Mejia Botero, who signed to co-direct Thousand Cuts, is an activist filmmaker who has made features and short docs in many countries, often dealing with grassroots issues. For instance, his Uprooted depicts an Afro-Colombian family that lost its home. Among other degrees, Mejia Botero has a BA in anthropology from Swarthmore College.

From its inception, the trio behind Death by A Thousand Cuts wanted to make a revealing, consciousness-raising film that could be used for outreach. But they also wanted it to have narrative drive and aesthetic appeal.

For Selkow, “The key was to take this larger crisis issue and make it personal. Going from personal to polemic is always the right trajectory for creating strong narrative documentaries. And the word we used all along was ‘thriller.’ How do we take the spectre of deforestation, the brewing tensions between two countries and animate that in a personal accessible narrative?”

The doc got closer to thriller, Kheel recalls, “after we finished our first scouting mission in the D.R. border with Haiti.” A park ranger called Eligio Eloy Vargas, nicknamed Melaneo, got chopped to pieces in a forest on the border, ostensibly by a Haitian, Pablo Tipal, who was illegally cutting wood for charcoal.

The story of the murder raises mysteries. What was the truth about Melaneo? Did Pablo Tipal, now in hiding, really kill him? “We realised immediately that things are not exactly as they seem,” recalls Mejia Botero. “Perfect for a thriller. From the murder of Melanio on, we started discovering new aspects to things.”

As for the aesthetics of the film, Mejia Botero explains, “We worked with an amazing cinematographer,” Juan Carlos Castañeda. “The idea was to adapt the cinematography to a more narrative type of vibe. Even in the framing of the interviews, we kept an aesthetic more towards a thriller.” For the film’s stunning overhead shots of the border area, reminders that despite the animosity between the D.R and Haiti, they are actually deeply inter-connected, the filmmakers carried drones into the mountains on mule-back.

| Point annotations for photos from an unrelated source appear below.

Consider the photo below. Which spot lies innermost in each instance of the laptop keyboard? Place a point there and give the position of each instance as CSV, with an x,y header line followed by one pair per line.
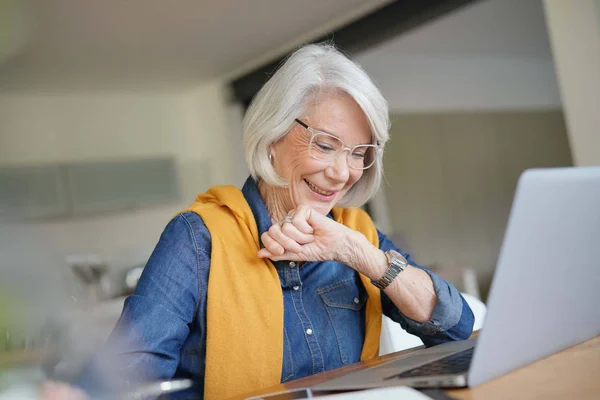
x,y
452,364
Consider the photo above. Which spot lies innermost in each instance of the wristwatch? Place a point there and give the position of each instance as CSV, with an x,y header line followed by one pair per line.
x,y
397,263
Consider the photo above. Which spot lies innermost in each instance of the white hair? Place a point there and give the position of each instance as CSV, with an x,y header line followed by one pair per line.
x,y
310,70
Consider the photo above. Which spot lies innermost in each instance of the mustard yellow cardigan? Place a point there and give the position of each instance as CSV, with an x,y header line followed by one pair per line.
x,y
244,340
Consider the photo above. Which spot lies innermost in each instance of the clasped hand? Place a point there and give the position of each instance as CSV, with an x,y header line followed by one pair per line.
x,y
309,236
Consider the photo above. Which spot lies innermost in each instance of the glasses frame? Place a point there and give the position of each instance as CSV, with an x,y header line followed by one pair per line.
x,y
350,149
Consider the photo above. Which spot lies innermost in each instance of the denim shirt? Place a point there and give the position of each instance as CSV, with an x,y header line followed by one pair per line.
x,y
162,331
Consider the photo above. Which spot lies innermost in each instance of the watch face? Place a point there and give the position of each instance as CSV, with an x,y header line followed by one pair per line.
x,y
399,257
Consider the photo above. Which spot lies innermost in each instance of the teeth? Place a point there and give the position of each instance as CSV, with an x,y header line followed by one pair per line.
x,y
316,189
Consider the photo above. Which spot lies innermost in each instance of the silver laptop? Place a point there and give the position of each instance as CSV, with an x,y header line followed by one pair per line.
x,y
544,295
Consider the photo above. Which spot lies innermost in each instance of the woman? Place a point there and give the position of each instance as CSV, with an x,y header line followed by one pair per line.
x,y
251,288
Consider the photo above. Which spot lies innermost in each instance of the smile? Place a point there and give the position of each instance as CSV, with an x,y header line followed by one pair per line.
x,y
317,190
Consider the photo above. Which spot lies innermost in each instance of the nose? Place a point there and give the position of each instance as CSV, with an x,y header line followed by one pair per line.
x,y
339,169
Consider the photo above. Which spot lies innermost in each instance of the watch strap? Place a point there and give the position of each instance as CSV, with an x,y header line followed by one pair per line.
x,y
396,264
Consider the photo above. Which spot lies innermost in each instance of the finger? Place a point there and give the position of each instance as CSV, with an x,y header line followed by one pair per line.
x,y
271,244
288,243
290,230
300,219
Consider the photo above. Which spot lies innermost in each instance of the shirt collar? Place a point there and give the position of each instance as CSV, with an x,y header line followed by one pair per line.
x,y
258,207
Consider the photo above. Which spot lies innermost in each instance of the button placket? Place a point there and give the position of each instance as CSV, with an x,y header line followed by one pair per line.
x,y
292,275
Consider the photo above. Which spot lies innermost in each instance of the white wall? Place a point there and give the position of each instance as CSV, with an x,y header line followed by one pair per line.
x,y
192,126
574,29
429,83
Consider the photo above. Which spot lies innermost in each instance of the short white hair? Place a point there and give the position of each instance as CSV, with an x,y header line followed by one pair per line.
x,y
310,70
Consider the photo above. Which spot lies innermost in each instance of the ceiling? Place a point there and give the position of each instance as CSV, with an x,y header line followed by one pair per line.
x,y
490,28
116,43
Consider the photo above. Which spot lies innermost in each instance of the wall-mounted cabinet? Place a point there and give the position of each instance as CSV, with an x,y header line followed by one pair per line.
x,y
30,192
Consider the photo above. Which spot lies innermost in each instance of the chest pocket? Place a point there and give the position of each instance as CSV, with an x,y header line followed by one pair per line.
x,y
344,302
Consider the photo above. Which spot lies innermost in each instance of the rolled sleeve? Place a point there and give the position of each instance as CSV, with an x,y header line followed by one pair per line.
x,y
146,342
451,319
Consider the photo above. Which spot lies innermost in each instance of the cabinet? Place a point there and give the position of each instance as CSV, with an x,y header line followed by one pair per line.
x,y
61,190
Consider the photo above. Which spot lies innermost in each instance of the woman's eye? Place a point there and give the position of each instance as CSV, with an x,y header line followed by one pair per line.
x,y
324,147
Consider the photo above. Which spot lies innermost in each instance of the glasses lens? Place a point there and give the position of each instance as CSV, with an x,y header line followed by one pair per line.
x,y
324,147
327,148
362,157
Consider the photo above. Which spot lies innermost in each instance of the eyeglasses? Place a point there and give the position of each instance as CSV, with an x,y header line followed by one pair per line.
x,y
326,147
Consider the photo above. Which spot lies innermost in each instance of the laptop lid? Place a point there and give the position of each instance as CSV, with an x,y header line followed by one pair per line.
x,y
546,288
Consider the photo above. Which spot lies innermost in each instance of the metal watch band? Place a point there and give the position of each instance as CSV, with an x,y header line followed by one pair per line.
x,y
397,263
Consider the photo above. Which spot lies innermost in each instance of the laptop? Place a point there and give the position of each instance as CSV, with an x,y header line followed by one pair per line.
x,y
544,295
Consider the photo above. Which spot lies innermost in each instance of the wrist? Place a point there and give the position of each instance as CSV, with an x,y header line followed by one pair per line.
x,y
367,259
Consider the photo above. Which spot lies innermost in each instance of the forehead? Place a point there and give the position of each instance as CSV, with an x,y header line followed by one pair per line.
x,y
339,115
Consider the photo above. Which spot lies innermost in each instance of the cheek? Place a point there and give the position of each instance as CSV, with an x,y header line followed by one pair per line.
x,y
355,175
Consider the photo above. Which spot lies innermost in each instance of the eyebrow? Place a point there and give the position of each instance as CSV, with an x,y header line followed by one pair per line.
x,y
335,136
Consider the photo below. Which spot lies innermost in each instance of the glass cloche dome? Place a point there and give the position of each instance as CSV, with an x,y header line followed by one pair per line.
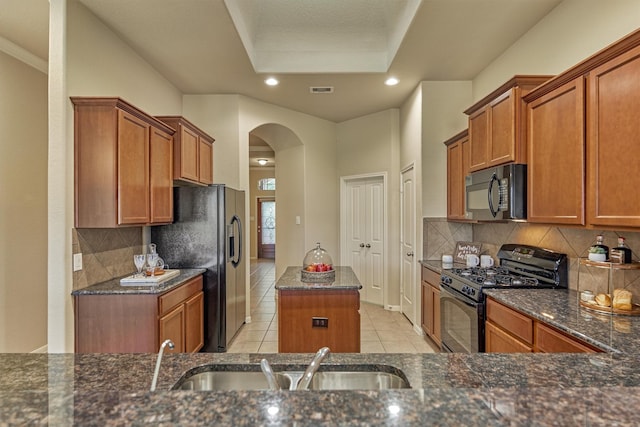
x,y
317,260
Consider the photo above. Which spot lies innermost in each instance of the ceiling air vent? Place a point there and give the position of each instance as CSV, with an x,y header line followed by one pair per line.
x,y
321,89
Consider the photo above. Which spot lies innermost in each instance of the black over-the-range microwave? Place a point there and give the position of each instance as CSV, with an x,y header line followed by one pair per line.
x,y
497,194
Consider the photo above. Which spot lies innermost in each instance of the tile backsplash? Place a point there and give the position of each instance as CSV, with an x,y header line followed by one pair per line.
x,y
106,253
440,237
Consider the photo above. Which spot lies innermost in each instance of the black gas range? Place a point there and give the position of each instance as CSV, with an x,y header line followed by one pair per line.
x,y
462,297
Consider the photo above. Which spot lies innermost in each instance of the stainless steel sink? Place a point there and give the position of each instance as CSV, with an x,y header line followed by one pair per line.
x,y
230,380
354,380
220,377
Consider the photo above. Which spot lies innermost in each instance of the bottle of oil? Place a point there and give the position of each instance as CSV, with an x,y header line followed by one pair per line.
x,y
625,250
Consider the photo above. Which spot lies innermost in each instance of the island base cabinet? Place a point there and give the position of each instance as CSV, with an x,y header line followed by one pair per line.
x,y
139,323
309,320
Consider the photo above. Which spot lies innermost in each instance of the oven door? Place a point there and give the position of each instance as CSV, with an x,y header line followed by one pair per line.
x,y
462,322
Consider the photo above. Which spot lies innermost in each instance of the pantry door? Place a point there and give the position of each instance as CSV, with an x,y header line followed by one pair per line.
x,y
408,288
363,222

During production of the film the D.R. passed its now infamous immigration laws, which aimed at mass deportation of Haitian immigrants. The murder story, says Selkow, “perfectly crystallizes all the complexities of the social and environmental situation on the island of Hispaniola. It’s not this black and white thing. The point of the film is that it’s a hybrid; it’s a Creole, or whatever you want to call it.”

Kheel wants the government to be acutely aware of “the issues on the border, the issues of inequality, of environmental degradation, of tension building between these two countries. There is a real risk for conflict. We want this film to be seen by the politician class, by journalists, by folks who work on the border.”

The reality of that border continues Kheel, is that “there is no wall, there is no border crossing. It is basically a mountain range that people walk across day and night. At one point, we crossed the border with a mule train carrying our equipment. And the only way you would know you are in Haiti is that your cell phone carrier changed, and the houses started to look a little different. The only formal border crossings are for big trucks and cars. It’s basically an open border.”